Quindi andò verso la porta e l'aprì in fretta.
— Che si chiami il signor Felton, diss'egli. Aspettate anche un momento, ed io vi raccomanderò a lui.
Fra questi due personaggi successe uno strano silenzio, durante il quale s'intese il rumore di un passo lento e regolare che si avvicinava. Ben presto nell'ombra del corridoio, si vide a designarsi una forma umana, e il giovane sottotenente, col quale noi abbiamo già fatto conoscenza, si fermò sul limitare della porta, aspettando gli ordini del barone.
— Entrate, mio caro John, disse lord de Winter; entrate, e chiudete la porta.
Il giovane uffiziale entrò.
— Ora disse il barone, guardate questa donna: ella è giovane, ella è bella, ella possiede tutte le seduzioni della terra: ebbene! questo è un mostro che ha venticinque anni, si è reso colpevole di tanti delitti quanti se ne possono leggere negli archivi dei nostri tribunali. La sua voce previene in suo favore, la sua bellezza serve di esca alle vittime; ella tenterà di sedurvi, fors'anche potrà tentare di uccidervi. Io vi ho tolto dalla miseria, vi ho fatto nominare sottotenente, vi ho salvato una volta la vita, voi sapete in quale occasione; io sono per voi non solo un protettore, ma un amico; non solo un benefattore, ma un padre. Questa donna è venuta in Inghilterra per cospirare contro la mia vita; io tengo questo serpente fra le mani: ebbene! io vi faccio chiamare e vi dico: «amico Felton John, figlio mio, difendimi, e soprattutto difenditi da questa donna. Giura sulla tua salute di conservarla pel gastigo che ella ha meritato! John Felton, io mi affido alla tua parola; John Felton io credo alla tua lealtà».
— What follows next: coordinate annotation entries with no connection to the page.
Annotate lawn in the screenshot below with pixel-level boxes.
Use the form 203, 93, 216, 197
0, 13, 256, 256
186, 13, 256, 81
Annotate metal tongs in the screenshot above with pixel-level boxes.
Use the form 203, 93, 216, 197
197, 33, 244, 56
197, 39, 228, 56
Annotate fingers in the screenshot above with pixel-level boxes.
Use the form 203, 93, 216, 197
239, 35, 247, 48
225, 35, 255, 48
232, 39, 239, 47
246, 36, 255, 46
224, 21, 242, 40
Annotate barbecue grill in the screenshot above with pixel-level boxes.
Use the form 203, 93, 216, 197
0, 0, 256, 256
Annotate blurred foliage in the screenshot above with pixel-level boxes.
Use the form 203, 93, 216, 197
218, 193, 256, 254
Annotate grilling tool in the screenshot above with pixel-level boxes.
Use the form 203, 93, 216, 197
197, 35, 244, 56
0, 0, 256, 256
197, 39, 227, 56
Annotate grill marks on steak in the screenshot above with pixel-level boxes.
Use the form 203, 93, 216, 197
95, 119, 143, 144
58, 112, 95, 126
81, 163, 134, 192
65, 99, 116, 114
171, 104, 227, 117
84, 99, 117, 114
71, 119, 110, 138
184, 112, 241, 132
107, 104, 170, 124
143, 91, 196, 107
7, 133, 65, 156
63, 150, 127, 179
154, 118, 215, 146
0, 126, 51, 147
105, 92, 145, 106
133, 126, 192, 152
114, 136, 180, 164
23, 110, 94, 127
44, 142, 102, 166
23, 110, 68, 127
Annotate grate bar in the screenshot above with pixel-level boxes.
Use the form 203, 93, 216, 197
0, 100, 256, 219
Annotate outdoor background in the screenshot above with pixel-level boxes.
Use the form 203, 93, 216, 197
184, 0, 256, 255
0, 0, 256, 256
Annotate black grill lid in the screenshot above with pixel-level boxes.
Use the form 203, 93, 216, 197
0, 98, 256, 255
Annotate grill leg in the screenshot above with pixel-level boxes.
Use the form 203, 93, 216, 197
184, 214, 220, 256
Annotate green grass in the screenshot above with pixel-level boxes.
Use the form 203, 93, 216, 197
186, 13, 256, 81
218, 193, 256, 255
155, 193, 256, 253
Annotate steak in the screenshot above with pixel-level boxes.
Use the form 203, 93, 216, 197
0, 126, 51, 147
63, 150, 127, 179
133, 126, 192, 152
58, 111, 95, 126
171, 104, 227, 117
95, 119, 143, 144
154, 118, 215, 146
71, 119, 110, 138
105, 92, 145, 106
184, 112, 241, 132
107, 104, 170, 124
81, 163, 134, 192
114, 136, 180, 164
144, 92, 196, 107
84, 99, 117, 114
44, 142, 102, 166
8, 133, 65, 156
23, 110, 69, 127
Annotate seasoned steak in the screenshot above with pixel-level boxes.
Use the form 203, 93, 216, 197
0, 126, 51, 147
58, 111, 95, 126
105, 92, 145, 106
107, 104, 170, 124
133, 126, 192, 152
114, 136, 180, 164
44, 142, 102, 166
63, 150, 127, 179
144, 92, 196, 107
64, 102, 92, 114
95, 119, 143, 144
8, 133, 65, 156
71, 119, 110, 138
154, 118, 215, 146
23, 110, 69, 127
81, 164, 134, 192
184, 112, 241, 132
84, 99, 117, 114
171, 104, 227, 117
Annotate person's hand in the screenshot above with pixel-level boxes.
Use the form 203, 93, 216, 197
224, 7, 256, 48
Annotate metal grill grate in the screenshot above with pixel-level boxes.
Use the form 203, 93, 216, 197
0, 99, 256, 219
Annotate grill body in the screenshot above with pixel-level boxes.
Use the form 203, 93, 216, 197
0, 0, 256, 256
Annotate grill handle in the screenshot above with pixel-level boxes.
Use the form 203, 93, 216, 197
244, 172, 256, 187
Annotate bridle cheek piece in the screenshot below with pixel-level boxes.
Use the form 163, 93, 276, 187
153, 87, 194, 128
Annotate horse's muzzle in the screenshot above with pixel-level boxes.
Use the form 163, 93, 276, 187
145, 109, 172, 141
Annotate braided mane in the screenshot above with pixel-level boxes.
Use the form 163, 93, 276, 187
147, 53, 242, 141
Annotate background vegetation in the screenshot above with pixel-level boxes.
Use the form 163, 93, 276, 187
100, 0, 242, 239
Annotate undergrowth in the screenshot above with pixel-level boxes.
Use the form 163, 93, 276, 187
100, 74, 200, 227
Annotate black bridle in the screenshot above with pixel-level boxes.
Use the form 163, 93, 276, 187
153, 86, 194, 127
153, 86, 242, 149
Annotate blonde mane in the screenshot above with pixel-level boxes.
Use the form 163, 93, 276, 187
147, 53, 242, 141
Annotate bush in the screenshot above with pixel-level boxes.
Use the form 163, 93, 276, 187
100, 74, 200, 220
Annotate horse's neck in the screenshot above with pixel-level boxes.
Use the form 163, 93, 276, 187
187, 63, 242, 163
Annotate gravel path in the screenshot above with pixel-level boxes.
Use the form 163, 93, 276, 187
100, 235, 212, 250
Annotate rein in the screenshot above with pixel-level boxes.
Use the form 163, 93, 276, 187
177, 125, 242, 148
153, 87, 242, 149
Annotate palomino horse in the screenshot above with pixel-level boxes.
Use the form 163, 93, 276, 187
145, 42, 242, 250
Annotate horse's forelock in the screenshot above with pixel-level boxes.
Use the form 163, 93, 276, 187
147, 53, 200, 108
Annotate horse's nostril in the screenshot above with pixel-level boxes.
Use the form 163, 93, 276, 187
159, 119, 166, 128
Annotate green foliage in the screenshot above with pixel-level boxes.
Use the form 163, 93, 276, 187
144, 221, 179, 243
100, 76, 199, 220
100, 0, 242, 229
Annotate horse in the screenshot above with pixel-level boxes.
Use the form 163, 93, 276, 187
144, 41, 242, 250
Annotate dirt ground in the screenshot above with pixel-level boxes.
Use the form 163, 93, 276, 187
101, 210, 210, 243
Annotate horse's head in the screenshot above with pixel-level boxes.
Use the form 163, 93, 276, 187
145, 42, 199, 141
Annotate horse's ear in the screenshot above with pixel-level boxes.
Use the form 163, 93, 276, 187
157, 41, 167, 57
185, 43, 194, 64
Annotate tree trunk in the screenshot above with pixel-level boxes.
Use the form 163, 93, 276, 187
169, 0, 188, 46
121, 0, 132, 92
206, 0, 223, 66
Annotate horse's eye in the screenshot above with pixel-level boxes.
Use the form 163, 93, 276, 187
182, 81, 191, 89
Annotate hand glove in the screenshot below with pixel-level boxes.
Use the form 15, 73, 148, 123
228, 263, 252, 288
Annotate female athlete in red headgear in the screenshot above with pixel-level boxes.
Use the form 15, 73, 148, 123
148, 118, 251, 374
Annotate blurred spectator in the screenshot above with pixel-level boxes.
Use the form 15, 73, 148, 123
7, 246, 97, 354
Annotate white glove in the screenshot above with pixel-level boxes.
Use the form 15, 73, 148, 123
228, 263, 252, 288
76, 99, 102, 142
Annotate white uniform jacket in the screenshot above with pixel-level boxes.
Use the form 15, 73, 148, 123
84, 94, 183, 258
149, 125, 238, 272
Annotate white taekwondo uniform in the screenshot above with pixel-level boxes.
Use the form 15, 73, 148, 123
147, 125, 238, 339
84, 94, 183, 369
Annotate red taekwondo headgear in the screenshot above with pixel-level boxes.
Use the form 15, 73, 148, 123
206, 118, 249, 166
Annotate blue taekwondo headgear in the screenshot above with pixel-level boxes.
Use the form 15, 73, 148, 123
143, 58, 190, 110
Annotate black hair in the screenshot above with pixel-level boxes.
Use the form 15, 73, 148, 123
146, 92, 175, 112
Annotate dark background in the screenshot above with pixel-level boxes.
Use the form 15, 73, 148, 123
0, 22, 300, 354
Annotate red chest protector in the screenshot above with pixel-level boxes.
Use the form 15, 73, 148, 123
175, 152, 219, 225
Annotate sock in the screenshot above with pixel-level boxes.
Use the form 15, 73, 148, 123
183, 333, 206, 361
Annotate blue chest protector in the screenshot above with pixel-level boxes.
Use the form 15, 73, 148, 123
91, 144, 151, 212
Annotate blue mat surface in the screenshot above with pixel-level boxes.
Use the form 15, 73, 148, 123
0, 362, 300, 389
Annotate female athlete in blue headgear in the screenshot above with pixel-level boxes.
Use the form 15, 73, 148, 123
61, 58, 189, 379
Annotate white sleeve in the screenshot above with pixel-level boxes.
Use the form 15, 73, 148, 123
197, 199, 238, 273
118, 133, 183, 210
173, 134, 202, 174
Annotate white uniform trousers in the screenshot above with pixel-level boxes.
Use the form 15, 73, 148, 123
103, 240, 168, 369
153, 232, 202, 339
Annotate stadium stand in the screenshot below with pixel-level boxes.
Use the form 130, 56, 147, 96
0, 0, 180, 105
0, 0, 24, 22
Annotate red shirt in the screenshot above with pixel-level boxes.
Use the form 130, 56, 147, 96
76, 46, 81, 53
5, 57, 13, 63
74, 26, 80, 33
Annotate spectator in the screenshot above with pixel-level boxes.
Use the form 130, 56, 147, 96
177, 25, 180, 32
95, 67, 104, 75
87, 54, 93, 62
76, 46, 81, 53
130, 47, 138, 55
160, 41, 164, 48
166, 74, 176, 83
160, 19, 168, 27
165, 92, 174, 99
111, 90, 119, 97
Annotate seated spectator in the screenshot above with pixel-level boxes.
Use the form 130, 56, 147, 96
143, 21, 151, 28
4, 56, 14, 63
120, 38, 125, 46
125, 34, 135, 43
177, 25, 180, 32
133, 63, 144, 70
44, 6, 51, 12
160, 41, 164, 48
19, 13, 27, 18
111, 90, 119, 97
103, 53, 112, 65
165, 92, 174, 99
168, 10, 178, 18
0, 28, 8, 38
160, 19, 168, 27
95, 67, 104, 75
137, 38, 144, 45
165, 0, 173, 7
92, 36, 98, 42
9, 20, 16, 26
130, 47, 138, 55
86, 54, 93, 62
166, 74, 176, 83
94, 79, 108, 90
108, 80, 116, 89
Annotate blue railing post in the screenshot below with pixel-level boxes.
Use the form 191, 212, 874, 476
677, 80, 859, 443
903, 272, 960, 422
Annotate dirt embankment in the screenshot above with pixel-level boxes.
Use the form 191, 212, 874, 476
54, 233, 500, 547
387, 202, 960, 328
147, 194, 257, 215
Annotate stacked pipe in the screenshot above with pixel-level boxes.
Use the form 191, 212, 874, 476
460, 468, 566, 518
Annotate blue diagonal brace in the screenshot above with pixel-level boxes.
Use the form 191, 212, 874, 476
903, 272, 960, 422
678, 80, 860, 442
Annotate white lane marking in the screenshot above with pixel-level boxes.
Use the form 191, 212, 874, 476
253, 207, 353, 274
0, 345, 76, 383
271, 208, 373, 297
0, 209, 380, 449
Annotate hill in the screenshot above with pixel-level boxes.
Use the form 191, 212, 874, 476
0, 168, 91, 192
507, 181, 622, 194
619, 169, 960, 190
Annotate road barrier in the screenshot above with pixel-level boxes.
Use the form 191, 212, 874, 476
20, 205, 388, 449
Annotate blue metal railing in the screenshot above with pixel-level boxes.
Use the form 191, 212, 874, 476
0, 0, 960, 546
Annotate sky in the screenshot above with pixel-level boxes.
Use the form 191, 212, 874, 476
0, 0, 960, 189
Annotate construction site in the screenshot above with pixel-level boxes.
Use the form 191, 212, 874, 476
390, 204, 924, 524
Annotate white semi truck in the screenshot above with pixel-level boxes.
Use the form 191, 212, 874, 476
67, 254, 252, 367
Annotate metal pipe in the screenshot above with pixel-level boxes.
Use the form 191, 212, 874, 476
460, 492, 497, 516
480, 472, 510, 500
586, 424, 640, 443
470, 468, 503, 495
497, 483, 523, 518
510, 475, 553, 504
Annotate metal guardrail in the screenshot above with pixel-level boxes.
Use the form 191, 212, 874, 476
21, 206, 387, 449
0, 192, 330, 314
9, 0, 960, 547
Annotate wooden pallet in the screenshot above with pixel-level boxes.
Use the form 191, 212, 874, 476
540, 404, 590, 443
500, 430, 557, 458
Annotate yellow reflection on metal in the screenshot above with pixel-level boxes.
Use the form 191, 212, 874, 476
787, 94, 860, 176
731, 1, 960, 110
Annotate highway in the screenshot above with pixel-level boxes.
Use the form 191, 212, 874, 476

— Milord, disse il giovane ufficiale caricando il suo sguardo con tutto l'odio che poteva ritrovare nel suo cuore; milord: io vi giuro che sarà fatto ciò che desiderate.
Milady ricevette questo sguardo colla rassegnazione di una vittima: era impossibile di vedere un'espressione più sottomessa e più dolce di quella che allora regnava nel suo bel viso. Lord de Winter stesso appena vi avrebbe riconosciuta la tigre che un momento prima si preparava a combattere.